Generously butter a 10-inch bundt pan. Sprinkle almonds over pan and gently press into the pan in a single layer. Set aside.
In a medium bowl whisk flour, salt, cinnamon, nutmeg and cloves. Set aside.
Add butter and sugar to the bowl of your mixer and cream until light and fluffy (about 3 minutes). Reduce speed and incorporate eggs one at a time. Mix in vanilla extract. Add the sponge mixture and mix until well combined. Spoon in flour mixture in three additions. Mix on low after each addition to fully combine. The batter will be smooth and thick. Mix in dried fruit with their juices.
Using a spatula, distribute the batter evenly around pan and smooth top.

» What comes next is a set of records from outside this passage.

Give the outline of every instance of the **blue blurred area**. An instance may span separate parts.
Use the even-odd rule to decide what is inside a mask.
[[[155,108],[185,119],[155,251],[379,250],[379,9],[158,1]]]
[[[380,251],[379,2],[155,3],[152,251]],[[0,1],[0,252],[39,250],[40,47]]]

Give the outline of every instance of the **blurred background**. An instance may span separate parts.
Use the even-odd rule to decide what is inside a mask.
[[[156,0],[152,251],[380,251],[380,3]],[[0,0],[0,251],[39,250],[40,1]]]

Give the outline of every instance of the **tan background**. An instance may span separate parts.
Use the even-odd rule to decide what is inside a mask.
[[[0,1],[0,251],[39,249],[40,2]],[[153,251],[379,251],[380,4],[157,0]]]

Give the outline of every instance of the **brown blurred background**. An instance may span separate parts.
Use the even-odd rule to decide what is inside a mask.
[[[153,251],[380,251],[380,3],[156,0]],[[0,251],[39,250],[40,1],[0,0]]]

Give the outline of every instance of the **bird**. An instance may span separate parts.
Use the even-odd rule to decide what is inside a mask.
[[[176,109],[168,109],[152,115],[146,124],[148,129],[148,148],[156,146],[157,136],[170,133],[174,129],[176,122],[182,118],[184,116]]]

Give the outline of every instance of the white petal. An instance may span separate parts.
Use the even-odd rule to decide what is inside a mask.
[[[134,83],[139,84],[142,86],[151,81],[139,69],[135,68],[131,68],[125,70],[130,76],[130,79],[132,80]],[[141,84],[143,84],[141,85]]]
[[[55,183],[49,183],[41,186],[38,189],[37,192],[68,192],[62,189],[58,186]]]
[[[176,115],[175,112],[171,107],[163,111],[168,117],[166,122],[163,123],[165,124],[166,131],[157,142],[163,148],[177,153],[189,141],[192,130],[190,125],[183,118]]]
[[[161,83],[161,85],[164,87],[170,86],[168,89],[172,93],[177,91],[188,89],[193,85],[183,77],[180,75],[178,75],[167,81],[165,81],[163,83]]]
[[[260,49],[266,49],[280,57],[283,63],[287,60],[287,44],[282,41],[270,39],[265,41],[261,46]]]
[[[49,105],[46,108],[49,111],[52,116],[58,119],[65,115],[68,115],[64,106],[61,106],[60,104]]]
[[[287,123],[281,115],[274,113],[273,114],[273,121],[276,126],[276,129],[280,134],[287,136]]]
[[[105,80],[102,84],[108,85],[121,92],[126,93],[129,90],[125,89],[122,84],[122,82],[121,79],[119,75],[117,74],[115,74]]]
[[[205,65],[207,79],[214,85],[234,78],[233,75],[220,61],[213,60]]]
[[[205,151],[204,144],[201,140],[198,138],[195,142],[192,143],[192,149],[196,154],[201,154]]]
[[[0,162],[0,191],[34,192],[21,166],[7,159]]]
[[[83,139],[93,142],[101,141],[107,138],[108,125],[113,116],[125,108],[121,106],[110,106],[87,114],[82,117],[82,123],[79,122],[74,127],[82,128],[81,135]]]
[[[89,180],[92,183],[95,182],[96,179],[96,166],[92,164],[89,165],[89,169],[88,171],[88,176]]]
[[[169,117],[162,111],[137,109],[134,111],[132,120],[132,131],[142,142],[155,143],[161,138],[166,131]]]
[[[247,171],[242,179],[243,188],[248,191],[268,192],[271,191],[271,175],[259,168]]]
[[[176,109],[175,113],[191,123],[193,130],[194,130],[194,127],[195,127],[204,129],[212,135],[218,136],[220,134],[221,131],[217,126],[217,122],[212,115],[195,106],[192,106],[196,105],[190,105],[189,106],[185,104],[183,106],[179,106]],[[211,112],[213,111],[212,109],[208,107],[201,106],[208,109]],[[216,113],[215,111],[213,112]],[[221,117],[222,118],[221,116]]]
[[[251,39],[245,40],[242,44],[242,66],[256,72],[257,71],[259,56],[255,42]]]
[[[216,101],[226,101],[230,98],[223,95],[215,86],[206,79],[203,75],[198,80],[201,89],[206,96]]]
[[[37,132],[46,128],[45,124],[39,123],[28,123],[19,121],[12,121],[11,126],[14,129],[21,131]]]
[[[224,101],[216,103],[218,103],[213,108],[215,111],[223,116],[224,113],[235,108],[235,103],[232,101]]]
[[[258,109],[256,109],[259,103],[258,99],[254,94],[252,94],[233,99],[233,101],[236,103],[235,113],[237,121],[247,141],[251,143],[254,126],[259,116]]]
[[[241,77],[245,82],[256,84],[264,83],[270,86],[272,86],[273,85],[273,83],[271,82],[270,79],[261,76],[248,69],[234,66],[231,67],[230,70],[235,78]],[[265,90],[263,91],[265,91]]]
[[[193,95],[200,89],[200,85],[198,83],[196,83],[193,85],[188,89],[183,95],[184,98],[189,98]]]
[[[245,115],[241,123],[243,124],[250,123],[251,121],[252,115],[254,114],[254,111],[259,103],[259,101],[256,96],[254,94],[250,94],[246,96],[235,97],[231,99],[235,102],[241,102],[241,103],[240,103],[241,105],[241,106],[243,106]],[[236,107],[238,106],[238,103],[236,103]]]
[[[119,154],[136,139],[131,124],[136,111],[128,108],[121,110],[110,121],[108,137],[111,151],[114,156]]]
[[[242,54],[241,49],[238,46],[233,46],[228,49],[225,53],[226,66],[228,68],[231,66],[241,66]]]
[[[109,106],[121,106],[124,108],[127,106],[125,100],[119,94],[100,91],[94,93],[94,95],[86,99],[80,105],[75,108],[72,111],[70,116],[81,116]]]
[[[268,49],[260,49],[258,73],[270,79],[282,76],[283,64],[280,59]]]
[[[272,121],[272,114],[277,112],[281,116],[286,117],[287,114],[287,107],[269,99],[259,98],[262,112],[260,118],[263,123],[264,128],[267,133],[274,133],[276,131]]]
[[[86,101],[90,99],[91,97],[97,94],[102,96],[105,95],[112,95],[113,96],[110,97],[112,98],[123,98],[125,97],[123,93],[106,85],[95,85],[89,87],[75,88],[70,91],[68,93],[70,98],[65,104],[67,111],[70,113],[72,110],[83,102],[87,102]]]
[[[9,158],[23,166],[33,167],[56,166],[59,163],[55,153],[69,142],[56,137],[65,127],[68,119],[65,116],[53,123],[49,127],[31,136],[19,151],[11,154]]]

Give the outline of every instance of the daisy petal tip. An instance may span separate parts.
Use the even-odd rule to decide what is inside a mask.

Cover and let rise for a couple hours on a draft free counter. Resist the urge to rush this part. You can also stick this in the refrigerator and let it rise slowly over night and bake in the morning. The batter should fill about half the pan before rising.
Preheat oven to 375 degrees F.  Place oven rack in center of oven.
After the cake has risen, place pan on a baking sheet (in case of overflow) and bake 40 to 45 minutes or until a toothpick inserted into the cakes comes out clean.
Remove from oven and let cool on a wire cooling rack for 30 minutes.  Remove from pan and let cool completely. Whisk together powdered sugar and orange juice in a small bowl and spoon over cooled cake. Serve at room temperature.